Du mythique Vélodrome à l'incontournable Parc des Princes, voici la présentation complète des 18 enceintes qui font vibrer le football français cette saison.
Les monstres sacrés : Les géants de notre championnat
Au sommet de la hiérarchie en matière de capacité, deux enceintes détiennent les clés des grands soirs européens et des chocs nationaux.
Orange Vélodrome (Marseille) – 67 300 places
True temple du football français, l'enceinte marseillaise domine le classement par sa taille et sa ferveur. Avec sa couverture en forme de vague inaugurée il y a un peu plus d'une décennie, le Vélodrome offre une résonance acoustique unique au monde.
Groupama Stadium (Lyon) – 59 180 places
Propriété du club lyonnais, le stade de Décines-Charpieu est le modèle du genre en matière de confort, de connectivité et de rentabilité. Un complexe moderne taillé pour la Ligue des Champions et les plus grands concerts mondiaux.
Les bastions historiques et l'élite moderne
Entre ferveur populaire et structures modulables, ces stades constituent le cœur battant de la Ligue 1.

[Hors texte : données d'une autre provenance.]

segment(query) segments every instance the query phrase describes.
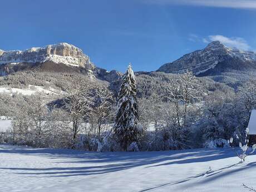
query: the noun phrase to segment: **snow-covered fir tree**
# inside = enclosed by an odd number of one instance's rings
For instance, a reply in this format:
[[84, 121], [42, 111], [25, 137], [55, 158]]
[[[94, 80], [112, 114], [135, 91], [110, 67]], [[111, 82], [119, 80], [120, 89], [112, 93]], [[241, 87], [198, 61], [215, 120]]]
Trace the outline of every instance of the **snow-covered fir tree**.
[[139, 114], [135, 76], [130, 64], [122, 77], [118, 95], [117, 111], [114, 126], [117, 141], [125, 151], [137, 140]]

Decathlon Arena – Stade Pierre-Mauroy (Lille) – 50 100 places
Doté d'un toit rétractable et d'une pelouse rétractable laissant place à une salle de spectacle sous le terrain, le stade lillois reste une prouesse d'ingénierie moderne.
Parc des Princes (Paris) – 48 500 places
Théâtre des succès du Paris Saint-Germain, le Parc conserve une architecture en béton suspendu qui garantit un effet caisse de résonance légendaire.

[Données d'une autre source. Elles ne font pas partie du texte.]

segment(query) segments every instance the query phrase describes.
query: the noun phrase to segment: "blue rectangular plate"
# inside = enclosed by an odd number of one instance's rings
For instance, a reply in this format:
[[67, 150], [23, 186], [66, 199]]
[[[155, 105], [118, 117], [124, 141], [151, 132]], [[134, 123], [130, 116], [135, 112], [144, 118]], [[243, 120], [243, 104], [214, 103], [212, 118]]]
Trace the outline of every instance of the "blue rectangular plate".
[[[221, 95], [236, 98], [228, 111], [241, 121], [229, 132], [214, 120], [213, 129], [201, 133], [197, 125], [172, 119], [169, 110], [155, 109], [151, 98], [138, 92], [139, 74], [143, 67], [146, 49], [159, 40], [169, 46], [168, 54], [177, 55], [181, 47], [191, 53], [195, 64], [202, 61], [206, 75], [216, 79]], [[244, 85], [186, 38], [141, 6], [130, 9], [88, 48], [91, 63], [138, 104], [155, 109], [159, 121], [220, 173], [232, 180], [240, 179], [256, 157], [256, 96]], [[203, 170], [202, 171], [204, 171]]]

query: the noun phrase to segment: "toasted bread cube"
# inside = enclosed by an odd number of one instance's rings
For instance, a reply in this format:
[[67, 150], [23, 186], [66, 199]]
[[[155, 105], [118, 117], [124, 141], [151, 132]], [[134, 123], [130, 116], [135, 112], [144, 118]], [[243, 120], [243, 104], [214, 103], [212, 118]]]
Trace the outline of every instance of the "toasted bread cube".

Stade Bollaert-Delelis (Lens) – 38 200 places
Rare stade capable d'accueillir une affluence supérieure à la population totale de sa commune, l'arène sang et or est l'un des symboles les plus puissants de la culture footballistique nordiste.
Allianz Riviera (Nice) – 36 100 places
Pensé autour du développement durable avec sa structure en bois et ses panneaux solaires, le stade niçois offre un panorama magnifique sur la baie des Anges.
Stadium de Toulouse (Toulouse) – 33 100 places
Surnommé le "petit Maracanã" en raison de sa structure elliptique, l'édifice haut-garonnais situé sur l'île du Ramier demeure un lieu chaleureux et historique.
Les stades à taille humaine et les projets en cours
De la Bretagne à l'Alsace, d'autres enceintes se démarquent par leur proximité avec le terrain ou leurs projets d'agrandissement.
Roazhon Park (Rennes) – 29 700 places : Une enceinte à l'anglaise, très compacte, où les spectateurs sont collés à la ligne de touche.
Stade de la Meinau (Strasbourg) – ~26 000 places : En pleine phase de modernisation et de restructuration globale, la Meinau fait peau neuve pour offrir plus de confort tout en préservant son ambiance unique.
Stade Océane (Le Havre) – 25 100 places : Pionnier des stades éco-responsables à énergie positive en France, habillé d'une membrane extérieure bleue spectaculaire.
Stade Marie-Marvingt (Le Mans) – 25 000 places : L'enceinte mancelle de la Sarthe continue de faire vibrer le grand ouest lors des réceptions de Ligue 1.
Stade de l'Aube (Troyes) – 20 400 places : Un stade agréable et rénové, parfaitement adapté aux joutes du haut niveau.
Stade Jean-Bouin (Paris FC) – ~20 000 places : Un symbole de la présence de la capitale au sommet du football français.
Stade Abbé-Deschamps (Auxerre) – 18 500 places : L'un des rares stades en France à appartenir directement à son club, idéalement bordé par l'Yonne.
Stade Raymond-Kopa (Angers) – 18 000 places : Entièrement rénové ces dernières années avec sa nouvelle tribune Saint-Léonard, l'écrin angevin gagne en modernité.
Stade du Moustoir (Lorient) – 18 100 places : Célèbre pour son synthétique historique désormais remplacé par du gazon naturel, il reste le cœur battant du Pays de Lorient.
Stade Louis-II (Monaco) – 16 300 places : Suspendu au-dessus d'un centre aquatique et d'un parc de stationnement, le stade de la Principauté se distingue par ses arches méditerranéennes et son cadre atypique.
Stade Francis-Le Blé (Brest) – 15 200 places : Plus petit stade du championnat, Francis-Le Blé reste une forteresse réputée où le public brestois se montre redoutable pour tous ses visiteurs.